Additional Information
This news release does not constitute an offer to sell or the
solicitation of an offer to buy any securities or a solicitation of
any vote or approval. This news release relates to a business
combination transaction with Tenet proposed by CHS, which may
become the subject of a registration statement filed with the SEC.
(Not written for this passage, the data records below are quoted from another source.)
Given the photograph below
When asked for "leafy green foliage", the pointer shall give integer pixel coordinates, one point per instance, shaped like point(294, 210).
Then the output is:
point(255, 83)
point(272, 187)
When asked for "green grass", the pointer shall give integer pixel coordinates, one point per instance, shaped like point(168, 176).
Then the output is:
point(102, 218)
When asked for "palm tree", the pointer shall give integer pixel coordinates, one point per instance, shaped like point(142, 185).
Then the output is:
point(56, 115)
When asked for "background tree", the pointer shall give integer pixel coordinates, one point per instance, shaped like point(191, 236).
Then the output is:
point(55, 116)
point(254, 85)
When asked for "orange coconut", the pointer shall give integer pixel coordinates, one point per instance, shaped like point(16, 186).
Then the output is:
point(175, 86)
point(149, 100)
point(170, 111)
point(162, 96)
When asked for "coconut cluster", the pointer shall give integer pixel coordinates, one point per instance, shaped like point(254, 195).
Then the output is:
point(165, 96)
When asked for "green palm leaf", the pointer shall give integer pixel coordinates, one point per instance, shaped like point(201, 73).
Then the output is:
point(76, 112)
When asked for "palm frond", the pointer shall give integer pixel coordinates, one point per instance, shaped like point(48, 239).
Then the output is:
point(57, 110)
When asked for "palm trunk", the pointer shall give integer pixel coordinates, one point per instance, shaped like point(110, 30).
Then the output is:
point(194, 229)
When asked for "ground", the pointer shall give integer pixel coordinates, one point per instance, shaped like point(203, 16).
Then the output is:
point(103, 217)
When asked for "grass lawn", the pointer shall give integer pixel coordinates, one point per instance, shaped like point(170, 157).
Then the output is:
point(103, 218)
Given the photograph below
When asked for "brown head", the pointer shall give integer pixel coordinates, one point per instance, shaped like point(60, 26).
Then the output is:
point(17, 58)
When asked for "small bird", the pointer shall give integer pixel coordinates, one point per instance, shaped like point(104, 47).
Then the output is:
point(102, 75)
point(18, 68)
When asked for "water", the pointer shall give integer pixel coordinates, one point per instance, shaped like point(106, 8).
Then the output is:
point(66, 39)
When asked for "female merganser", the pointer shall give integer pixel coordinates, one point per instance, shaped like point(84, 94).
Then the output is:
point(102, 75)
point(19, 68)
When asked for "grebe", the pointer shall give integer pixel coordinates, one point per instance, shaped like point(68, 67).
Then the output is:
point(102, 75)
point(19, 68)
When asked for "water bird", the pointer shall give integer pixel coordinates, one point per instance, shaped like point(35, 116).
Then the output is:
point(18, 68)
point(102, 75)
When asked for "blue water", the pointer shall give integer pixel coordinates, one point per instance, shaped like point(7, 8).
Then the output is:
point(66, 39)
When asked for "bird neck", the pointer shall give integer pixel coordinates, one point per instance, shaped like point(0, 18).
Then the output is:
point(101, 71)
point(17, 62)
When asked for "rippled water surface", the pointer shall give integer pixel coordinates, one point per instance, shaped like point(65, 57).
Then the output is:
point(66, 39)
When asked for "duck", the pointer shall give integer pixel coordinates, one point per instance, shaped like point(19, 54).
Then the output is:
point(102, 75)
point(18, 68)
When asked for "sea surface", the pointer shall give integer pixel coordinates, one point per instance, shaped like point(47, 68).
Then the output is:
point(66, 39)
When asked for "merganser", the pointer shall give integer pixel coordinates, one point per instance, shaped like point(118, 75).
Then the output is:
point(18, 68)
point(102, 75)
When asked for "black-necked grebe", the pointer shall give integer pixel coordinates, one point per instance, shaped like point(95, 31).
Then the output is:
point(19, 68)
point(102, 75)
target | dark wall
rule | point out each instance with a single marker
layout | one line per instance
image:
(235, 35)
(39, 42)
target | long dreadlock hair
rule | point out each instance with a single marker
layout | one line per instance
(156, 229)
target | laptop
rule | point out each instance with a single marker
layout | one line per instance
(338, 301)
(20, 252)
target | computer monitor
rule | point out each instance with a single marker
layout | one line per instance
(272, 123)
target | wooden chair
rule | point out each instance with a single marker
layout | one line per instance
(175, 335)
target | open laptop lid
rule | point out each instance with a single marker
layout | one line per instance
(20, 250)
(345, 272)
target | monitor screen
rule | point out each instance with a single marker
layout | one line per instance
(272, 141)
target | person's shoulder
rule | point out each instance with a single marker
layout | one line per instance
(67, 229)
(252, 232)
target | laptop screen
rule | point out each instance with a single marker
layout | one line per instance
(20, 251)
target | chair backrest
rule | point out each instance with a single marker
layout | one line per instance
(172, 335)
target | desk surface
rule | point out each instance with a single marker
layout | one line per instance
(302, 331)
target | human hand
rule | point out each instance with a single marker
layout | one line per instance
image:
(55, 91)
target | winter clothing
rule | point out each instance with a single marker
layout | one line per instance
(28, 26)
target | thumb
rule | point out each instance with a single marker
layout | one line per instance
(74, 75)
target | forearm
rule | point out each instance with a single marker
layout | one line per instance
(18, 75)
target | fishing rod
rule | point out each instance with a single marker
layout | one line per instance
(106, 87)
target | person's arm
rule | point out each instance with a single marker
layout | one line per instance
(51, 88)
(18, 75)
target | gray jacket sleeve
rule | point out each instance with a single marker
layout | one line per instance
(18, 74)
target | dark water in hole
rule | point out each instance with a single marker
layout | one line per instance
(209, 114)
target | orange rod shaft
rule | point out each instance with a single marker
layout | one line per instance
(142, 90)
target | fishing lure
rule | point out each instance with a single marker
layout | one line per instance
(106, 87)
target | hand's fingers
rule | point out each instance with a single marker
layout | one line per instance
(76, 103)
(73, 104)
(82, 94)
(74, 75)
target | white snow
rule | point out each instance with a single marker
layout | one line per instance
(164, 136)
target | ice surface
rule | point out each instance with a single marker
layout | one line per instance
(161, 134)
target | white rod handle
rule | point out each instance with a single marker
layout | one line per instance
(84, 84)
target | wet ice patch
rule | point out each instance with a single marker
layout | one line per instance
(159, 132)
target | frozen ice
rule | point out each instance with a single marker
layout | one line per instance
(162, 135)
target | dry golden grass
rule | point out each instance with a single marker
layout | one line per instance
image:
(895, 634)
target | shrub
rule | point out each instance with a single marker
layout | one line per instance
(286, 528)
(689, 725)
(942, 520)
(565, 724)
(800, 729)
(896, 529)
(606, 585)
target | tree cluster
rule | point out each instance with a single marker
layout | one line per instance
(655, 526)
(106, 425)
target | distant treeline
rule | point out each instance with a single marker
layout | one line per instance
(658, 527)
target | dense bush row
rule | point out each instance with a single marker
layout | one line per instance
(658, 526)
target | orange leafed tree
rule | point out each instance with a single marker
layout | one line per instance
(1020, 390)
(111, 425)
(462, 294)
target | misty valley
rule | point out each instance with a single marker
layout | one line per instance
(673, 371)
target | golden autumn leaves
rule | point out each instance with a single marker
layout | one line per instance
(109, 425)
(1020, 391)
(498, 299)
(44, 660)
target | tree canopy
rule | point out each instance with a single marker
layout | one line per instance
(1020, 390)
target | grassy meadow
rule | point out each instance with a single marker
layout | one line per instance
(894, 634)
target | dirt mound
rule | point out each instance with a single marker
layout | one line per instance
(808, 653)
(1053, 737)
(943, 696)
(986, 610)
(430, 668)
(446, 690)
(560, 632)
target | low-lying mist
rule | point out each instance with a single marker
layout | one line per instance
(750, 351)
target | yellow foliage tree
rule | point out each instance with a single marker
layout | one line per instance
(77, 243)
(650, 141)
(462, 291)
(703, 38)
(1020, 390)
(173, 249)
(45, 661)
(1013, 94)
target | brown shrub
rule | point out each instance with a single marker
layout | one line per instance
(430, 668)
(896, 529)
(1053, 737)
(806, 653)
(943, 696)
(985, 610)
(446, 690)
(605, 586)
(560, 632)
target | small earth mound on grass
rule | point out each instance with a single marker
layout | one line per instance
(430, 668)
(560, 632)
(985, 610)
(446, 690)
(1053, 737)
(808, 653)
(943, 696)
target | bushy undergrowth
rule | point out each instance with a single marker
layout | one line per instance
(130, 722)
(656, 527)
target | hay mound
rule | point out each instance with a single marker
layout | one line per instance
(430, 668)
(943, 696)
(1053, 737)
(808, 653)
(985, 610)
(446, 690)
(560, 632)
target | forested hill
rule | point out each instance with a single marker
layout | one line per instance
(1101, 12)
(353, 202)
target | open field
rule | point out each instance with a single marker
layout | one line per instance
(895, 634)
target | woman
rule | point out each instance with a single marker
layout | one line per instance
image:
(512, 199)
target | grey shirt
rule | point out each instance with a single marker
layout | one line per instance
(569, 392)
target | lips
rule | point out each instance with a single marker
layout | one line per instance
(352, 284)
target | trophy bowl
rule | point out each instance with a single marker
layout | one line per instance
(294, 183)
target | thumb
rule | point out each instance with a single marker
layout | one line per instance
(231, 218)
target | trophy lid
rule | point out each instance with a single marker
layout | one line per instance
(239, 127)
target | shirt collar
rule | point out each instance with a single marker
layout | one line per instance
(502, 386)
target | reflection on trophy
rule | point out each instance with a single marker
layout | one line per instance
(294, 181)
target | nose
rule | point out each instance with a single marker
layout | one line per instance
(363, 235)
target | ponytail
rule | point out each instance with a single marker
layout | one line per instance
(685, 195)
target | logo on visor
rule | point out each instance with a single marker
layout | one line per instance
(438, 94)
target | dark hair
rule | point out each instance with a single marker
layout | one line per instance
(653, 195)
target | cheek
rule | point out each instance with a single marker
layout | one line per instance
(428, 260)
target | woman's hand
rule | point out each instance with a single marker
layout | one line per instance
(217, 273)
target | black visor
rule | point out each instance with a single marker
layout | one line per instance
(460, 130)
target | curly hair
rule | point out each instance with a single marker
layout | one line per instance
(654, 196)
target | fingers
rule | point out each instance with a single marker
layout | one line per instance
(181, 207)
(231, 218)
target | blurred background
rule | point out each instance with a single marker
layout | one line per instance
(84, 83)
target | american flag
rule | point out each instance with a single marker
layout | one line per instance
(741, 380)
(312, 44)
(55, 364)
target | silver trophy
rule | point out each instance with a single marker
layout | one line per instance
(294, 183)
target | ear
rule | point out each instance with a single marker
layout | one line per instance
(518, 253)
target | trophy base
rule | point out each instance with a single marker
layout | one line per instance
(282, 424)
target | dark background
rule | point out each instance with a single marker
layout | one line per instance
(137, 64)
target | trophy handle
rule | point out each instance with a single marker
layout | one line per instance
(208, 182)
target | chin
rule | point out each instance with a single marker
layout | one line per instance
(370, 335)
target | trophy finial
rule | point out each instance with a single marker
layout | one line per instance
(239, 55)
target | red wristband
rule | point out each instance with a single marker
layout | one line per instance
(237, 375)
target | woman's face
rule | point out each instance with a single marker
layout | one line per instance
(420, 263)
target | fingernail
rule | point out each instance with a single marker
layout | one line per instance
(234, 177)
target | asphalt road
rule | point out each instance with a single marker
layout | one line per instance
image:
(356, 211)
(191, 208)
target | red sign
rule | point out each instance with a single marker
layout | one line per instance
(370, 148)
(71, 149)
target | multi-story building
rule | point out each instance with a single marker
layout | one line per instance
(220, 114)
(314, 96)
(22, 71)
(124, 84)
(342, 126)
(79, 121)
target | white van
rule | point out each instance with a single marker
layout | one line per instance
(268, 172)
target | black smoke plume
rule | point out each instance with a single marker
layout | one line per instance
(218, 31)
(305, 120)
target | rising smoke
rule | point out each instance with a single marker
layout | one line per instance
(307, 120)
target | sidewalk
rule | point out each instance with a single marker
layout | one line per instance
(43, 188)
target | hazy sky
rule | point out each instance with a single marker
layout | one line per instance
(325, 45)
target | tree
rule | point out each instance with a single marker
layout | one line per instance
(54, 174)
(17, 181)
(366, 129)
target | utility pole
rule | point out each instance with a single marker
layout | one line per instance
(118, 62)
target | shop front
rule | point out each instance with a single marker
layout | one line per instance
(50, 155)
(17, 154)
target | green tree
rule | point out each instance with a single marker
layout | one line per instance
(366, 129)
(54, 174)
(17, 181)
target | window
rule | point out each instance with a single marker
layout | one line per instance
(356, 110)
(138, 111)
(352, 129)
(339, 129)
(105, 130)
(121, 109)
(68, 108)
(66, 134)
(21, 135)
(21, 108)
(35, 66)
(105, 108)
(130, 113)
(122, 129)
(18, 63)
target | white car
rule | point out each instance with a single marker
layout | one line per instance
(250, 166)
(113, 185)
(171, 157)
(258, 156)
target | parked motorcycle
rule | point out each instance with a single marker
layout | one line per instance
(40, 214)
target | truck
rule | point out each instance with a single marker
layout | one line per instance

CHS intends to file a proxy statement with the SEC in connection
with Tenet’s 2011 annual meeting of shareholders. Any definitive
proxy statement will be mailed to shareholders of Tenet. This
material is not a substitute for any prospectus, proxy statement or
any other document which CHS may file with the SEC in connection
with the proposed transaction. INVESTORS AND SECURITY HOLDERS ARE
URGED TO READ ANY SUCH DOCUMENTS FILED WITH THE SEC CAREFULLY IN
THEIR ENTIRETY IF AND WHEN THEY BECOME AVAILABLE BECAUSE THEY WILL
CONTAIN IMPORTANT INFORMATION ABOUT THE PROPOSED TRANSACTION. Such
documents would be available free of charge through the web site
maintained by the SEC at www.sec.gov or by directing a request to
Community Health Systems, Inc. at 4000 Meridian Boulevard,
Franklin, TN 37067, Attn: Investor Relations.
Participant Information
CHS and its directors, executive officers and nominees may be
deemed to be participants in the solicitation of proxies in
connection with Tenet’s 2011 annual meeting of shareholders. The
directors of CHS are: Wayne T. Smith, W. Larry Cash, John A.
Clerico, James S. Ely III, John A. Fry, William N. Jennings, M.D.,
Julia B. North and H. Mitchell Watson, Jr. The executive officers
of CHS are: Wayne T. Smith, W. Larry Cash, David L. Miller, William
S. Hussey, Michael T. Portacci, Martin D. Smith, Thomas D. Miller,
Rachel A. Seifert, and T. Mark Buford. The nominees of CHS are:
Thomas M. Boudreau, Duke K. Bristow, Ph.D., John E. Hornbeak,
Curtis S. Lane, Douglas E. Linton, Peter H. Rothschild, John A.
Sedor, Steven J. Shulman, Daniel S. Van Riper, David J. Wenstrup,
James O. Egan, Jon Rotenstreich, Gary M. Stein and Larry D. Yost.
CHS and its subsidiaries beneficially owned approximately 420,000
shares of Tenet common stock as of January 7, 2011. Additional
information regarding CHS’s directors and executive officers is
available in its proxy statement for CHS’s 2011 annual meeting of
stockholders, which was filed with the SEC on April 7, 2011. Other
information regarding potential participants in such proxy
solicitation and a description of their direct and indirect
interests, by security holdings or otherwise, will be contained in
the proxy statement that CHS intends to file with the SEC in
connection with Tenet’s 2011 annual meeting of shareholders.